The UK Government has released the long awaited Gallagher report on biofuels.
It's an odd, "on the one hand, on the other hand" sort of document.
So is the Government's response. According to Ruth Kelly the Government will:
* consult on slowing down the rate of increase in the Renewable Transport Fuel Obligation so that the level of biofuels will increase to 5% by 2013/14, rather than 2010/11.
But also, in seeming contradiction:
* continue to support the EU target of 10% renewable transport fuels by 2020, but argue that the target is conditional on the evidence showing that it is being delivered sustainably and without significant impacts on food prices.
In reporting the story the BBC plays up the government's increasing "caution" about biofuels. But the Guardian stresses that the Government will continue to expand the role of biofuels.

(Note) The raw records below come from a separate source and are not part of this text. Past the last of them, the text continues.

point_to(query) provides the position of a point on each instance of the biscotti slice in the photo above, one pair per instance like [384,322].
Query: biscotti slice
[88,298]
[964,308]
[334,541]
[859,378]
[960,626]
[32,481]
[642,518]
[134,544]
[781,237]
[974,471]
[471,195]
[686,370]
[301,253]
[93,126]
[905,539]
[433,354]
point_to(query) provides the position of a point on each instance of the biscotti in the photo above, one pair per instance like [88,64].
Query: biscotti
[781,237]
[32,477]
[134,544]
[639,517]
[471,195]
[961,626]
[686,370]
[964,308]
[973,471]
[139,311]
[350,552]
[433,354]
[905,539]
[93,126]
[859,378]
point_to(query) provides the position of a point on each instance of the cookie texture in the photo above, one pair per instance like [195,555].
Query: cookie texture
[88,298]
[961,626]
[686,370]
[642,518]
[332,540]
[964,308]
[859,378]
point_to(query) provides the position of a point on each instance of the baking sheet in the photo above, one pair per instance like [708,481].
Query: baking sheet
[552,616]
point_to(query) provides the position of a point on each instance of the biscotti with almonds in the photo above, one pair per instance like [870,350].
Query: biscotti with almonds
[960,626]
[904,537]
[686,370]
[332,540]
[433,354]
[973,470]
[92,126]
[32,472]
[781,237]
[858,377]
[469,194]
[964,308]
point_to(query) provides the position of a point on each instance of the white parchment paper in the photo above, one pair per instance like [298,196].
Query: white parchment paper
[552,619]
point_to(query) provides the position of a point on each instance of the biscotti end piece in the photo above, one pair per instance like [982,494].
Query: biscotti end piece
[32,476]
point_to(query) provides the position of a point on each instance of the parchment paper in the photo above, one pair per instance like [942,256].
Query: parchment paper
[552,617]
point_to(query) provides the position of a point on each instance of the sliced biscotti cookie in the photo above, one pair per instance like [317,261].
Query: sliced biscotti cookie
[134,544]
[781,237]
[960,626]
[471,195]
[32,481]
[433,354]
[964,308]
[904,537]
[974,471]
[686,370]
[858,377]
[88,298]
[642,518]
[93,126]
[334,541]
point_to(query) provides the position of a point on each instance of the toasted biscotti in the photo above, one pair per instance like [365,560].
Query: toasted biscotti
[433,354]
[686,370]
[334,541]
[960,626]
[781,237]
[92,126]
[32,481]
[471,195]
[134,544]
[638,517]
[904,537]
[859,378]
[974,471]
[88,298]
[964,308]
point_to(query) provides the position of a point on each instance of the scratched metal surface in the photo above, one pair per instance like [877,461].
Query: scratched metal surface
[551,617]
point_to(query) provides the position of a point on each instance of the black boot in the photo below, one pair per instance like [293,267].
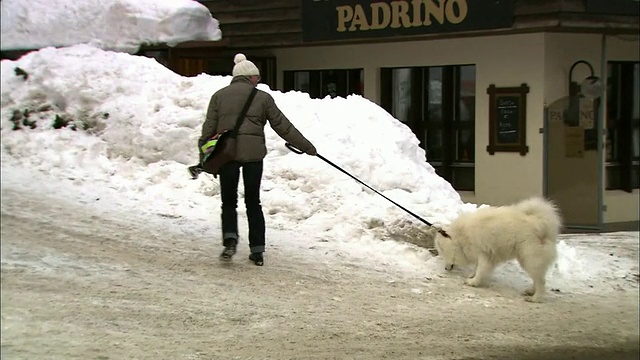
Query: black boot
[257,259]
[229,249]
[194,171]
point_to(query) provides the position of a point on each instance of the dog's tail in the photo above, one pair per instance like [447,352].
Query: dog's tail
[547,217]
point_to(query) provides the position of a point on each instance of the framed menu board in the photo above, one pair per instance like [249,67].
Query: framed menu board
[508,119]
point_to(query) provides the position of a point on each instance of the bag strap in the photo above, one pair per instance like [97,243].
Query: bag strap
[244,112]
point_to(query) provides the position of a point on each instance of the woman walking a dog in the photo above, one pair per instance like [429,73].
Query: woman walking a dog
[224,108]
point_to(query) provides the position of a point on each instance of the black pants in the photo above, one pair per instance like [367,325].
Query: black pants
[252,176]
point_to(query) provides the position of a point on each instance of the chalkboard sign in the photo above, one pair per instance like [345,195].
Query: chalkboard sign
[507,119]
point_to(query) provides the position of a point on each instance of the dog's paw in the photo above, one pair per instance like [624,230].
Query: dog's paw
[529,292]
[471,282]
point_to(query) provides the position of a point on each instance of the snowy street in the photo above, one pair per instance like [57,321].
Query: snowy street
[79,284]
[109,250]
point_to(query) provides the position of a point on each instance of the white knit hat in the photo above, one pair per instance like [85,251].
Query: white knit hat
[244,67]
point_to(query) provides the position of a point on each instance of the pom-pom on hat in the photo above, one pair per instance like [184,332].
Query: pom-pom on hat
[244,67]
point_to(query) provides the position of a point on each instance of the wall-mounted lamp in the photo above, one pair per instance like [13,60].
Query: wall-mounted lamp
[592,87]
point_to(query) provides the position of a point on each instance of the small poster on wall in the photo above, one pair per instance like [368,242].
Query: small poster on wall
[574,141]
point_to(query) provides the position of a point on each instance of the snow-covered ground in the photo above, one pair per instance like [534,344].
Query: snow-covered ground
[109,249]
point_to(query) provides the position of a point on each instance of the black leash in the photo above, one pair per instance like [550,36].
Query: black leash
[297,151]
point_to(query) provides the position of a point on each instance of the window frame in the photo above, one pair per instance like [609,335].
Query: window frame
[448,164]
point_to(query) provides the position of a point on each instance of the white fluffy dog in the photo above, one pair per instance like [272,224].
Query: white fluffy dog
[526,231]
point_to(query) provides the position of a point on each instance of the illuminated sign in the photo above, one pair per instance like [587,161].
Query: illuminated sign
[351,19]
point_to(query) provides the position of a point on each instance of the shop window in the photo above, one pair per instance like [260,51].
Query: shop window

The Guardian are probably right. This is basically continuation of biofuels with a bit of caution expressed. The whole idea of "sustainable biofuels" which they are playing up here has not proved a successful sop to biofuel critics (and for good reason). But the Government are obviously going to keep plugging away at it, because there is not much else they can say.
Things would probably be different if that 10% target wasn't stuck round their necks like a millstone. But, as in the case of other unpopular policies like HIPs, the Government has signed up to something at EU level and must now continue to defend it, regardless of the mounting evidence against it.